Вчера из пустыни. 14.V.1945.
1946
Через четыре дня этих господ будут вешать[146].
Когда думаешь о казни какого-либо убийцы из материальных побуждений или по психосоматическому поводу, то хоть и ужасаешься, но представление о безумном взгляде, о низменной душе, об отрепьях как-то сливает казнь в одну картину с казнимым. Когда же думаешь о человеке, у которого картинная коллекция, тонкие вина, жена самая красивая женщина в Европе, и когда видишь идущим на эшафот к петле именно этого человека — это не умещается в сознании.
Это о Риббентропе. Ведь он сидел, наверное, много раз в жизни, поглядывая через бокал с вином на свет; много раз говорил о том, что купил Рембрандта или другого... Потом он пошел вверх по тринадцати ступенькам.
Заглядывавший в глазки их камер журналист Бронфман рассказывал, что Кейтель стелил постель, Риббентроп писал письма, кто-то разговаривал со священником...
Каждому было дано слово — в минуту. Ничего не было слышно, так тихо они говорили. Вешал солдат-американец, дергая какой-то рычаг (заставлявший жертву проваливаться вместе с петлей в люк) — само повешение происходило, таким образом, под полом, не на виду.
Страшный сон, в котором я спешу на свой творческий вечер через ямы, по грязи, темноте, по каким-то досточкам... Потом оказывается, что у меня пропала рукопись, она же, оказывается, башмак, который... Словом, вспоминать, а тем более записывать сны неинтересно. Это неинтересно даже у Л. Толстого.
Холодная война — это миросозерцание, которое введено, безусловно, нами[147]. Это ожесточение. Холодная война началась, когда появилась статья о гнилом либерализме. При современном состоянии человеческих умов, очень правильно названном гуманизмом, нельзя было вводить средневековое ожесточение идей. Это привело к ожесточению, к преследованию, без которых можно было обойтись — вернее, можно было бы прийти к тем же результатам гуманистическим путем.
Гораздо важней помнить личные, ближайшие объекты. То, что было со мной, ничуть не меньше значит, чем то, что было с миром.

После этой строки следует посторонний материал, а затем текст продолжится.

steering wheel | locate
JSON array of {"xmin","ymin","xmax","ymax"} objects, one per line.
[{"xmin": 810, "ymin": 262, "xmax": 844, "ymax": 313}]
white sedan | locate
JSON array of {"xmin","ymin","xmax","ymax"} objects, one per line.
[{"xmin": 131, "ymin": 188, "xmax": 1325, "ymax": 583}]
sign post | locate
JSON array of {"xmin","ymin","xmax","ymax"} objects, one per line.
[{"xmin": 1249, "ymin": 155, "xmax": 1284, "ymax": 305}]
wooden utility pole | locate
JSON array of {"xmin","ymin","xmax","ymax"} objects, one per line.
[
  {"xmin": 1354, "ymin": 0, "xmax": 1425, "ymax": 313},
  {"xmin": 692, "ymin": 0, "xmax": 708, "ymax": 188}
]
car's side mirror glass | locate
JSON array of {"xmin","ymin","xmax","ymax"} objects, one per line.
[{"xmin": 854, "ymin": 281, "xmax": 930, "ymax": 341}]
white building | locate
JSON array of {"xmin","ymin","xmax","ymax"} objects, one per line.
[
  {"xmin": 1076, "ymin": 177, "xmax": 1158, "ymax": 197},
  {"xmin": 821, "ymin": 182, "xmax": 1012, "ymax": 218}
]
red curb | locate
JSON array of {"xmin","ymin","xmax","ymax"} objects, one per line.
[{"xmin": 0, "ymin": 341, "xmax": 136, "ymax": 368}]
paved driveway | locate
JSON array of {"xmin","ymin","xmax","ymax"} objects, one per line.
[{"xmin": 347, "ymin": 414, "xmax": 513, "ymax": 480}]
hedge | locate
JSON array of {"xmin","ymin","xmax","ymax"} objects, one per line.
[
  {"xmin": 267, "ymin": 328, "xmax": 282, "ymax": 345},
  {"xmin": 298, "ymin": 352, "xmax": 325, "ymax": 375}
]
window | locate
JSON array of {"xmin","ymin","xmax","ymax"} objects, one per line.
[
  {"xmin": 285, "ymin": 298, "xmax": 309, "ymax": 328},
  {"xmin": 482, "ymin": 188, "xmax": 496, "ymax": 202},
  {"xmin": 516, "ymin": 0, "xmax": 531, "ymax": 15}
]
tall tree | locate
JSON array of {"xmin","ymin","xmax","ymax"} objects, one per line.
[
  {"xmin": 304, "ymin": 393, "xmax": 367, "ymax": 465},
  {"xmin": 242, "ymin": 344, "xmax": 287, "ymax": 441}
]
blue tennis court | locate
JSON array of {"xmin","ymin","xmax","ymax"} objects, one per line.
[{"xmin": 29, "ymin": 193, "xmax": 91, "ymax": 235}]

Как это ни странно, этот, такой тяжелый, когда участвуешь в нем, сон — тяжелый для мускулатуры и для зрения, — с его бесконечным попаданием то на один, то на другой эскалатор и с его незавершенностью лестниц и постоянным ожиданием чего-то очень страшного за дверью, — как это ни странно, повторяю, сон этот после пробуждения и потом, когда его вспоминаешь днем, воспринимается как сон, говорящий о здоровье.
Когда я подошел к двери и хотел позвонить, лифтерша сказала: «Вот его ключ», — и из своего ящичка вынула ключ.
Я сунул его в скважину и открыл дверь больного. Мне нужно было достать у него, кассира, двадцать пять рублей, чтобы, во-первых, выпить стакан портвейна у Павла, а во-вторых, купить четвертинку.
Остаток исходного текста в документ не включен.